Sample Preparation and Analyses
In the more recent drilling programs, from 2004 onwards, that comprise 25 of 121 drillholes used in the mineral resource estimation gold, was assayed by fire assay/atomic absorption (AAS) and samples with visible gold by metallic screen/fire assay/AAS techniques. Details of sample preparation and analyses have not been recorded in historic work reports for drilling completed pre-2006.
Validation and Classification
The resultant gold block model was validated by visually comparing the estimated block grades with the cappedcomposite grades in cross section and plan views.
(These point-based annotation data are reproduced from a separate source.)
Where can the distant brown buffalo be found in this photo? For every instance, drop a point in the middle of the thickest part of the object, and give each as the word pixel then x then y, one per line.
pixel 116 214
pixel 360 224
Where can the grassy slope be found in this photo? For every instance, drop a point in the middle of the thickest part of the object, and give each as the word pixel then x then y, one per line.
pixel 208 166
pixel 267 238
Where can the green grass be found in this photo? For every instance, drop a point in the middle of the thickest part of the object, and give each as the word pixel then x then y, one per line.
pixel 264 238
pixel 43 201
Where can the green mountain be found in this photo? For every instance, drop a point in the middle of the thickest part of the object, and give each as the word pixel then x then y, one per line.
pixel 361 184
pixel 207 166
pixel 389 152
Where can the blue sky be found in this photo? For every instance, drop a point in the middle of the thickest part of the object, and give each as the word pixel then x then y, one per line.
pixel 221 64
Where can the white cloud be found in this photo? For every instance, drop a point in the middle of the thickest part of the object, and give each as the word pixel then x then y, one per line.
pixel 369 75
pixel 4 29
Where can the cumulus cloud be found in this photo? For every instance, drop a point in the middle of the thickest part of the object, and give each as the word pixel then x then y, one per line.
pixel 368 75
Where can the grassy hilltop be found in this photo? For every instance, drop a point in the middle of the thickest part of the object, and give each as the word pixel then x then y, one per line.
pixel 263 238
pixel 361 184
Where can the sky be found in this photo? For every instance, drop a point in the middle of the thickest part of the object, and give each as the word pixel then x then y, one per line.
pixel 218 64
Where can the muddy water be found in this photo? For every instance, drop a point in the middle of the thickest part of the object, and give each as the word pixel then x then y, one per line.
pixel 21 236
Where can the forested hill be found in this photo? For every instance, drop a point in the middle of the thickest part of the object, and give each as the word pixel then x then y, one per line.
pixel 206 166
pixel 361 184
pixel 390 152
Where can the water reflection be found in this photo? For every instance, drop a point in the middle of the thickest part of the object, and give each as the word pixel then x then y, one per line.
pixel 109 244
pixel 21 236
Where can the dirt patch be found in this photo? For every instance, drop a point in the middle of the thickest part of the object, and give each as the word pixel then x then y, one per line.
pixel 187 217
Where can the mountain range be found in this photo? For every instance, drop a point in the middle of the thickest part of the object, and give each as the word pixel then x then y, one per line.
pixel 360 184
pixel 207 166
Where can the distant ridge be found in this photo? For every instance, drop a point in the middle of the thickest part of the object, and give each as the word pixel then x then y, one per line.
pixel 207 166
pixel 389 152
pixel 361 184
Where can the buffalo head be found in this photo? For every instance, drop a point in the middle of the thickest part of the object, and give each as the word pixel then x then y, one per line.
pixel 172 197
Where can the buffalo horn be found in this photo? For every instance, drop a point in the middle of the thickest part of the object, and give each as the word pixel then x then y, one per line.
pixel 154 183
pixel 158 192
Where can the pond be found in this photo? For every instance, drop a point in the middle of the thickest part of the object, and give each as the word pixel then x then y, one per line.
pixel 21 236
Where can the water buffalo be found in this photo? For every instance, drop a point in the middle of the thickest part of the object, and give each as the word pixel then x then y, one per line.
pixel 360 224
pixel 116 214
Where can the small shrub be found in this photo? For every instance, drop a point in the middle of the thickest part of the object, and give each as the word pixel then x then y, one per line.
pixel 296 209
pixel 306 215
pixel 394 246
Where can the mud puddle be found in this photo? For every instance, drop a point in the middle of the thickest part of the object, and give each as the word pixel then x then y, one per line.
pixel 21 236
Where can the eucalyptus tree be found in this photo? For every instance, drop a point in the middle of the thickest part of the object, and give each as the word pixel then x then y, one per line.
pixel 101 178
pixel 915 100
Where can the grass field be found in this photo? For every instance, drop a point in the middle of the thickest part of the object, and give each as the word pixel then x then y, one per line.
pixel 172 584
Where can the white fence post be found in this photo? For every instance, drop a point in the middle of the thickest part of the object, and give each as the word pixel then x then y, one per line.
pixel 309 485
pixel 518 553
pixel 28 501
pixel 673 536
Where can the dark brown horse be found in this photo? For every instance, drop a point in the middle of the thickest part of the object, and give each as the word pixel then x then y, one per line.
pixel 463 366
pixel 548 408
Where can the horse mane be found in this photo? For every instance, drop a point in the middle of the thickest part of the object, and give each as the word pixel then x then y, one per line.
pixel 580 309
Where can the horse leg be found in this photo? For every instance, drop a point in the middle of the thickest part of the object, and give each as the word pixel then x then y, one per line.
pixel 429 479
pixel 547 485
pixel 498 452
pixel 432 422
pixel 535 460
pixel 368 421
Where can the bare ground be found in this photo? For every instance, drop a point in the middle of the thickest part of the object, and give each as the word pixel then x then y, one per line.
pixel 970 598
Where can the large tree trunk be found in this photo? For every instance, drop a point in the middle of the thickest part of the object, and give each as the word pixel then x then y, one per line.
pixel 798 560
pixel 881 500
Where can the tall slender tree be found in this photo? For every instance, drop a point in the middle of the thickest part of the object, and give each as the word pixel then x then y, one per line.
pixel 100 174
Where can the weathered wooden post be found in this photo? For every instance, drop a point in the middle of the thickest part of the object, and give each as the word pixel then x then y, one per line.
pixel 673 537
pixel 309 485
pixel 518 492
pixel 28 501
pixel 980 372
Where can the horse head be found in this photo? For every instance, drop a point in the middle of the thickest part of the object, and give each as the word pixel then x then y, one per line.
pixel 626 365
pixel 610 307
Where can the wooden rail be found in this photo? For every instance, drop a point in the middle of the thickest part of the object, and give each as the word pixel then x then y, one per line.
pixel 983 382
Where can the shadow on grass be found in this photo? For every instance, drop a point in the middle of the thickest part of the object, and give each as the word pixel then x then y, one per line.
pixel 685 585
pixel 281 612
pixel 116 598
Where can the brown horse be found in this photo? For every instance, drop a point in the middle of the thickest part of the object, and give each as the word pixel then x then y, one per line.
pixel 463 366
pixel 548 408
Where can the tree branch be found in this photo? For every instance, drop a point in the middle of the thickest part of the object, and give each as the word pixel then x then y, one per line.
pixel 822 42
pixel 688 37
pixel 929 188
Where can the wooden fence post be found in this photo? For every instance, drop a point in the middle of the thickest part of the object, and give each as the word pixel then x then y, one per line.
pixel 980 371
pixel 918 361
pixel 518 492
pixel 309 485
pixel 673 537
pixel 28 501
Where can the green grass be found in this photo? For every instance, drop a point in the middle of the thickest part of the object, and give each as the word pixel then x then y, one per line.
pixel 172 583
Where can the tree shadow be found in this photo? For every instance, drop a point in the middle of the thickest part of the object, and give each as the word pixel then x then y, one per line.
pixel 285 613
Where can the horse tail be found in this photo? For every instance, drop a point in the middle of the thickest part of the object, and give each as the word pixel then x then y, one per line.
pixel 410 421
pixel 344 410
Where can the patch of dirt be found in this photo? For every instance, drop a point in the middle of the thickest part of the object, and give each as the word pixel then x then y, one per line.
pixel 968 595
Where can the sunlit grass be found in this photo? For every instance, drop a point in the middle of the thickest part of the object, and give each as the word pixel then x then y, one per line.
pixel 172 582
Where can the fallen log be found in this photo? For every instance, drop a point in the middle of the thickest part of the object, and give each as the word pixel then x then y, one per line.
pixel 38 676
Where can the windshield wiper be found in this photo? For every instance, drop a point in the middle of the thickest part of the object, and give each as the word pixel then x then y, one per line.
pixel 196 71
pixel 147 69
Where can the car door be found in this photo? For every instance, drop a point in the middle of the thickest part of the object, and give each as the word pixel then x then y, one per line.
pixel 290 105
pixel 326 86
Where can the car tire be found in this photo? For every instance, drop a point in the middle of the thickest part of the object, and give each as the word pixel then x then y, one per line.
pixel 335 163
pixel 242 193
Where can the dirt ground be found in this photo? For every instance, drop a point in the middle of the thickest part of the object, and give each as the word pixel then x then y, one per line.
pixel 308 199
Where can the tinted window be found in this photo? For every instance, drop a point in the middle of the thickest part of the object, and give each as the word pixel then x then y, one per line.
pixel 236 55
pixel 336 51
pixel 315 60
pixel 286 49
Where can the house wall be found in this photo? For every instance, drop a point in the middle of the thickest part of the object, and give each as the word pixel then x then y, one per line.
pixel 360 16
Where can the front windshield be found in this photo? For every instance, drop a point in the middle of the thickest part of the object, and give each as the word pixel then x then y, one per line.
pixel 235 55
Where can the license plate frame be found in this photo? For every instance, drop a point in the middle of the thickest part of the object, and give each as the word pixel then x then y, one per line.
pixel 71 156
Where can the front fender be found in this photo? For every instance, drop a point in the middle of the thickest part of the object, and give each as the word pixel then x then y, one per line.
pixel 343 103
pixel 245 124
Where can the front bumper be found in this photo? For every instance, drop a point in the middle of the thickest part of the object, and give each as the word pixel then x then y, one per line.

Classification for the Nordeau West mineral resource estimate is based on continuity of mineralization and grade using drill hole spacing and quality, variography and estimation statistics. The mineral resources have been classified as indicated and inferred.
Estimation Methodology
Estimation was carried out using inverse distance squared algorithm into a 3-D Gemcom block model with X-YZ (i.e. east-west, north-south, vertical) block dimensions of 5.0m x 2.5m x 5.0m. Variable grade capping by mineralized domain was accomplished at Au values ranging from 2.5 g/t to 187.90 g/t. A bulk density of 2.90 t/m3 was used for all tonnage calculations. Grade interpolation was completed using two passes based on two search ellipse ranges. The search ellipse dimensions for the Indicated category were 50m x 35m x 15m from a block centroid, with a minimum 2 drill holes and maximum of 24 samples; the area of influence of the Inferred category is 100m x 70m x 20m from a block centroid with a minimum of 1 drill holes and maximum of 24 samples. Indicated Resource grade estimates were calculated by applying Ellipse 1 first, followed by a second interpolation using Ellipse 2 and only updating only previously unestimated blocks. A second series of grade interpolations were completed for Inferred Resource grade estimates using two search ellipse searches. A total of 17,824 grade blocks are categorized as Indicated Resources (25%) and 52,416 grade blocks are categorized as Inferred Resources (75%) from a total of 70,240 estimated grade blocks.
Cut-off grades
Reporting of the mineral resources uses a gold cut-off grade of 2.75g/t gold to reflect potential underground mining methods and reasonable prospects for economic extraction.
Metallurgy
No metallurgical assumptions have been used in the resource models
Environmental liabilities
No environmental permits are currently assigned to the ECG property for exploitation purposes. Environmental permit(s) may be required at a later date to fulfil environmental requirements with the goal of returning the land to a use whose value is at least equal to its previous value and to ensure the long term ecological and environmental stability of the land and its watershed; however no environmental liabilities were inherited with any of the claims on the Property, and there are no environmental requirements to maintain any of the claims in good standing at this time.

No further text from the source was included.